Fast forward to late 2009. The markets, for lack of a better term, have been on a tear. From that 6,500 level to recently hitting 10,100; an admittedly phenomenal run. All year long, we heard that this cant be, the markets are ahead of themselves, etc. I have to say that to some degree, I agreed, but yet, the rally continued through the summer, and into fall.

Finally, last week, the market got it. On Thursday, the Treasury announced that the 3rd quarter GDP (remember that 2 consecutive quarters got us our recession) grew by 3.5%. The markets met this news with glee, with the Dow moving up 199 points. However, questions started to immediately arise about the validity of the number and the components thereof. Specifically, it seemed that the general consensus was that a great part of the 3.5% growth was attributed to Cash for Clunkers, plan, which in my opinion, even though it helped move cars out of showrooms, was basically a failure. So, investors began to digest that fact and also that as bad as the recession had been, usually, the first quarter of growth is even more robust. Take those two factors together and you have a tepid quarter to say the least and finally, as the markets digested this as well, they began to get it right.

On Friday, the markets plummeted, giving all of Thursdays gains and then some. Also, as Americans went Trick or Treating, more news about the shakiness of any recovery was breaking including that more banks failed and CIT filed for bankruptcy. Folks, things really arent that good yet and might not be for some time. Thats not to say, we are going to revisit fall of 2008, but we are not done with tough times. Its sort of like being behind in a football game 20-0 and just scoring a touchdown to make the game closer and give your team a chance, just to have several of your players injured, the weather turn bad and the other teams best player returns from his injury. You get my drift. Its never easy, but coming out of this recession with everything thats going on will be a challenge. Ill end this newsletter with a brief list of headwinds any recovery will face.
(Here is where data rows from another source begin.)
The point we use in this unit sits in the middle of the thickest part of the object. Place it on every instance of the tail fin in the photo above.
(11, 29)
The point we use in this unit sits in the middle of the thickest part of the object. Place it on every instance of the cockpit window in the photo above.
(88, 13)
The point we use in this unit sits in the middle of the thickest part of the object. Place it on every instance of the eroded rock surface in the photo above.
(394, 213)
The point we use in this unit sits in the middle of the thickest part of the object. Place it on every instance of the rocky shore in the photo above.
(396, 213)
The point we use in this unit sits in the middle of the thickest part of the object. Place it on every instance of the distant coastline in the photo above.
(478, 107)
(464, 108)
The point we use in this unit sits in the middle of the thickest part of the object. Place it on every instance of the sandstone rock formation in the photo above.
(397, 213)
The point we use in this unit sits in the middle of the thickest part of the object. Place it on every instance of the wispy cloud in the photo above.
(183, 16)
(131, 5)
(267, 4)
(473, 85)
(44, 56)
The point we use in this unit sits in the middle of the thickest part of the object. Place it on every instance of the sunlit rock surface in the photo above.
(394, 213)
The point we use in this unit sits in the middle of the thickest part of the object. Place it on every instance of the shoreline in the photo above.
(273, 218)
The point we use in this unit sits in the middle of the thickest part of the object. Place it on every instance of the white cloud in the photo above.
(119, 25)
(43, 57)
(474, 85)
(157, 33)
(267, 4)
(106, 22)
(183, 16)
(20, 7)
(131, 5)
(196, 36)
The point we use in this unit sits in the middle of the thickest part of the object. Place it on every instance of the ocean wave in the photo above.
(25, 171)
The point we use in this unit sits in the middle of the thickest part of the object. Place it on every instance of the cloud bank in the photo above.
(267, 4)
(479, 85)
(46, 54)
Health Care Reform or lack thereof

If any significant legislation passes, the tab to taxpayers will be tremendous. It will become a sure thing that Federal income tax rates will go up by no small measure and the threat to the deficit will weigh for generations to come.
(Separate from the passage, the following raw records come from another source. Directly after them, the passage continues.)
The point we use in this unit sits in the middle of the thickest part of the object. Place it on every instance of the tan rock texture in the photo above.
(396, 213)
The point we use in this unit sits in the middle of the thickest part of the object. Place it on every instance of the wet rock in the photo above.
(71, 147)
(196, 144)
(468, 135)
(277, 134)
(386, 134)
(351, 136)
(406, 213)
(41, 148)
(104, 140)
Potential 2nd Stimulus Bill

While debate rages as to whether the first stimulus bill has worked, a second one is at least being considered in Congress. Again, if it is determined to be necessary, this is another front-end loaded government expenditure for which the bill will come due.
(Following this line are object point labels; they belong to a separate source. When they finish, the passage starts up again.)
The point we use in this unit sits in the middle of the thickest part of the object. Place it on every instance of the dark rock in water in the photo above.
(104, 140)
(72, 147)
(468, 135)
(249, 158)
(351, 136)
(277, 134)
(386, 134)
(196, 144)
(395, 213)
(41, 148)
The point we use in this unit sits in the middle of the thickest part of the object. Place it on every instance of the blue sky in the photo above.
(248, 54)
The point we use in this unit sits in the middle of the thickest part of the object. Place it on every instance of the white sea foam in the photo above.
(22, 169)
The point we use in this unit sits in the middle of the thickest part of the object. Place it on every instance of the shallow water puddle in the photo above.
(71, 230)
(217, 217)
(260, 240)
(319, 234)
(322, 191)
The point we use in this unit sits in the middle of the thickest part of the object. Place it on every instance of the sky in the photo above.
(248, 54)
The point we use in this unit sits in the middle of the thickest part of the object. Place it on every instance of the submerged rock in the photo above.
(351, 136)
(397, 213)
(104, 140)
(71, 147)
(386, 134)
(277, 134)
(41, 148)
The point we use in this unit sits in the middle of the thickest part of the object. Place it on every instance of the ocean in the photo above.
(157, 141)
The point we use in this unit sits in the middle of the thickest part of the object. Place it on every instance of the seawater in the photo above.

Direction of the Federal Reserve

Interest rates are as low as they get and talk has begun that it may soon be time to begin raising interest rates. This is all well and good, but the real risk is that they are raised to far, too fast. We dont yet have inflation, in fact, we sort of have deflation. But, that will be the beast which the Federal Reserve tries to tame. Keep an eye on Mr. Bernanke & Co.

Federal Income Tax Rates

Many of the Bush tax cuts are set to expire in 2011, if Congress doesnt act. Congress is good at not acting, especially if they smell a source of revenue. So, it is a good bet that those tax cuts will expire, leading us to higher income tax rates. This alone could choke off any recovery. Again, a wait and see attitude here, unless we have a 2nd Congressional Revolution like that in 1994, when the Republicans re-took Congress in Bill Clintons second year. If that happens, perhaps those tax cuts wont completely expire.

Housing Markets

Last but not least is the housing market, which many will agree is showing signs of stabilization. However, there are still many foreclosures not yet on the market and also short sales which will take some time to work themselves off the market. Credit is still tight and although rates are low, they wont stay that way for much longer and when they start rising, potential buyers may be out of luck. On the plus side, the Congress voted to continue in some form the $8,000 credit for some homebuyers so hopefully, this may help.